It always suits small parties in small states to have a big friend at the centre. The perks are too many. Hence, the decision of the Tripura Upajati Juba Samity (TUJS) to go in for a divorce with the Congress. It does not matter it had fought a host many elections against the BJP too in the past. Promiscuity is the name of the game here. Why else would the Mizo National Front (MNF) and People's Conference (PC) be all pals with the BJP as well?

It was the same licentious libido for power that had compelled Gegong Apang's Arunachal Congress and Nipamacha Singh's Manipur State Congress to side with the BJP. These were people who had called the BJP the vilest of names till it occupied political centrestage after the 1998 elections. The candidates backed by the All-Bodo Students' Union (ABSU) and Bodo People's Action Committee (BPAC) will enter into a political wedlock with any party that makes promises to them. So nowadays they are sleeping with the BJP.

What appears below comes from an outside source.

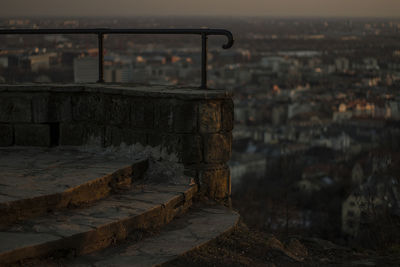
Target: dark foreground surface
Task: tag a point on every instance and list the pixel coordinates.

Samuel Johnson was not a wee bit off-the-track when he described politics being the last refuge of the scoundrel. It is. And elections are the last refuge of politicians in India. These people remain in politics only because, like it or not, voters allow them to do so. Yes, Samuel Coleridge is definitely right in the Indian (and Northeast too) context: in a democracy you have the politicians you deserve.